Monday, April 17, 2023

THE COLOUR OUT OF SPACE

THE COLOUR OUT OF SPACE
"'It must be somethin’ from away off in the sky like the men from the college last year says the meteor stone was. The way it’s made an’ the way it works ain’t like no way o’ God’s world. It’s some’at from beyond.'"

"It was a scene from a vision of Fuseli, and over all the rest reigned that riot of luminous amorphousness, that alien and undimensioned rainbow of cryptic poison from the well—seething, feeling, lapping, reaching, scintillating, straining, and malignly bubbling in its cosmic and unrecognisable chromaticism."
H.P. Lovecraft, The Colour Out Of Space

This week will be redrawings of 5 creatures from Lovecraft's story The Colour Out Of Space. This first one is the titular "color". I wanted to this new verson to look more smoke like and billowy.


This story was first published in the September 1927 issue of Amazing Stories (cover art by Frank R. Paul) and featured an illustration by J. M. de Aragon. It was later collected in the The Outsider And Others with an amazing illustration by Virgil Finlay.



As far as pop culture goes, Colour is all over the place. It's one of the most adapted of Lovecraft's stories, though almost all indirect. The first is the muddled AIP produced Die, Monster, Die! It features a meteor that makes plant life grow to gigantic proportions and mutates humans and animals alike. The problem is it's overly complicated and most of the actors are horrible. However, Boris Karloff is amazing in it and the FX are pretty cool.


There's also the Creepshow segment The Lonely Death Of Jordy Verrill (based on the Stephen King short story Weeds) that's basically a King version of Colour complete with meteor full of iridescent goo and rapidly growing plants.


It was adapted again in the 80s with film The Curse, starring Will Wheton that spawned 3 sequels! Again, giant meteor, quickly growing plants and human mutations!

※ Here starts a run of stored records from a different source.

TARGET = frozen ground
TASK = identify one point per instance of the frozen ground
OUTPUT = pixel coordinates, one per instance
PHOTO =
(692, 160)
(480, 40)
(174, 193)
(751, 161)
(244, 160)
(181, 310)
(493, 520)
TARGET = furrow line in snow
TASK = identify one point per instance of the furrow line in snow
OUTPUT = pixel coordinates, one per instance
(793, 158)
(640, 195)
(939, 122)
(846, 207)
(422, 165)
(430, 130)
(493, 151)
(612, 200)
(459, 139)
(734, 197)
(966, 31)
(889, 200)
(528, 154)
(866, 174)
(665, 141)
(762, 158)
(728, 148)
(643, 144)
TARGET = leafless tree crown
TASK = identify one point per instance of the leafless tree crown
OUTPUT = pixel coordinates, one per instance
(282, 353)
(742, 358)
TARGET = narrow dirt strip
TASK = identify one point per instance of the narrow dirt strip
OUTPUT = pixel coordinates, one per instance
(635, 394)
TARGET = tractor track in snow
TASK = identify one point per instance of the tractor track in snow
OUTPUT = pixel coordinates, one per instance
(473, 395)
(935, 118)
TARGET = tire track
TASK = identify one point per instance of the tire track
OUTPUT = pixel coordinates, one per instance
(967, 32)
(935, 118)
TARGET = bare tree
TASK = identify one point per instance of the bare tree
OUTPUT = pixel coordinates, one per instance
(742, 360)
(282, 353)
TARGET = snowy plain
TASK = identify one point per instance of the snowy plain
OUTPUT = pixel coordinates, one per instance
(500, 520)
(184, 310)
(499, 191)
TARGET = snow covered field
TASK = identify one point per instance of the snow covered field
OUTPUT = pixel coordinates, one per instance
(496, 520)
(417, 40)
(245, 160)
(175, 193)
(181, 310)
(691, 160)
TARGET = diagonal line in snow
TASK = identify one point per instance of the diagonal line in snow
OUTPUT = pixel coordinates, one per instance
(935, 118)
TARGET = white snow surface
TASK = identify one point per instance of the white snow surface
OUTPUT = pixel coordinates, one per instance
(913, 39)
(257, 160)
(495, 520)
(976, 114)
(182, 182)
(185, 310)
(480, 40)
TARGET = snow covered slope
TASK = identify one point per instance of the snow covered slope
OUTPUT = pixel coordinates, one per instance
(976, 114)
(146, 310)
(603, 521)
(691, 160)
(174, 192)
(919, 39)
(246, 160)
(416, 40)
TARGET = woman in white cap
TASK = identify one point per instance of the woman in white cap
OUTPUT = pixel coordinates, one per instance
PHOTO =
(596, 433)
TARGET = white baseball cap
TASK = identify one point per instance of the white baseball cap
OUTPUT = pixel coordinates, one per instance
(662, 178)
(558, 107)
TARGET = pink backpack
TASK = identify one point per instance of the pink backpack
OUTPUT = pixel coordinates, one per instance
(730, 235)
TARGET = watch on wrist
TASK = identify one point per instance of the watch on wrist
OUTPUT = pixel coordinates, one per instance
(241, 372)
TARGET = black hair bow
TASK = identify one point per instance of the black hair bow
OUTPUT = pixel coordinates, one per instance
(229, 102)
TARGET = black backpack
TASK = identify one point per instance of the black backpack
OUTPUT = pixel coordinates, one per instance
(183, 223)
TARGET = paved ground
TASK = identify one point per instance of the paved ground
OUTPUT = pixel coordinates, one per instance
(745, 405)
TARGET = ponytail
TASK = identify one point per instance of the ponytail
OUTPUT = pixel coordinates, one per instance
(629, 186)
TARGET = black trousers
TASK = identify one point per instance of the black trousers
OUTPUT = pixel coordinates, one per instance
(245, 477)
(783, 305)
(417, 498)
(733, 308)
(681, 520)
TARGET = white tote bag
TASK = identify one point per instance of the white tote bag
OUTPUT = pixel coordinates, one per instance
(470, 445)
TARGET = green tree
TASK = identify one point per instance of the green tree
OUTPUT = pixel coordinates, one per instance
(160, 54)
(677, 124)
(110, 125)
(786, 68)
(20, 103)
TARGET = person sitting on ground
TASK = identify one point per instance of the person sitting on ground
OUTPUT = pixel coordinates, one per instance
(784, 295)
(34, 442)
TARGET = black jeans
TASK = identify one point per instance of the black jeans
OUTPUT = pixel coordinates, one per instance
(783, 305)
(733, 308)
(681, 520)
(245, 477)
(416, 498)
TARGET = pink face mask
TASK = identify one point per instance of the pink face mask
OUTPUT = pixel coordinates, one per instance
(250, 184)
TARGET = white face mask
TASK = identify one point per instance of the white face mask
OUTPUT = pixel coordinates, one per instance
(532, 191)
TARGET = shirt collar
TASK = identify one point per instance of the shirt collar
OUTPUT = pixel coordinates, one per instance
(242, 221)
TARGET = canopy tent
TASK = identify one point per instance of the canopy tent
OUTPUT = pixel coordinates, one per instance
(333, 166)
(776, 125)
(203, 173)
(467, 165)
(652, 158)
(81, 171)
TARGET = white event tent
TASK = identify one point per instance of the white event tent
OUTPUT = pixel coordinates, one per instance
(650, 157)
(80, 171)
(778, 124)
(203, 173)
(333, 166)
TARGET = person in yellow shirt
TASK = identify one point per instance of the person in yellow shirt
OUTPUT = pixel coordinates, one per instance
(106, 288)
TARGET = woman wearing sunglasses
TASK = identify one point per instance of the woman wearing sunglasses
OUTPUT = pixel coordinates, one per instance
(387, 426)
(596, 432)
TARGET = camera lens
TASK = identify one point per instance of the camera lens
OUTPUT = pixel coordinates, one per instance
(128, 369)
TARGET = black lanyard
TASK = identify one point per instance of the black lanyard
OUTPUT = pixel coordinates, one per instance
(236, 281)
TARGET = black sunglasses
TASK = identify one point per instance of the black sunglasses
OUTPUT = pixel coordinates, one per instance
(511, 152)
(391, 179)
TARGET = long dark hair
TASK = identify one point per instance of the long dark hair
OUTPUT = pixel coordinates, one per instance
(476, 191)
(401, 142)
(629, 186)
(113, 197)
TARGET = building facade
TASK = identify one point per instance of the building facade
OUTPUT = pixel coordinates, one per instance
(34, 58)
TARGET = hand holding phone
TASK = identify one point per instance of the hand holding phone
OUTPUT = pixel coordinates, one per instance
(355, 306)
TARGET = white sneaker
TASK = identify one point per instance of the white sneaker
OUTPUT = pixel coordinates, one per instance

One of my favorite versions is the German low budget film Die Farbe (aka The Color). This is the most straightforward adaptation of the story and the best. Cleverly, it's in black and white except for the color which appears as a pinkish purple.

Then, unfortunately, there's the overrated, overhyped Richard Stanley version starring (ugh) Nicholas Cage. This was sooo unintentionally goofy and Cage was so awful. Like Die, Monster, Die! there were confusing, unnecessary changes & additions.

Some of the visuals were cool but overall it's too painful to watch.









1 comment:

  1. Happy to see more Lovecraft!, I'll be happy to see you revisit some of the other weird fiction authors as well!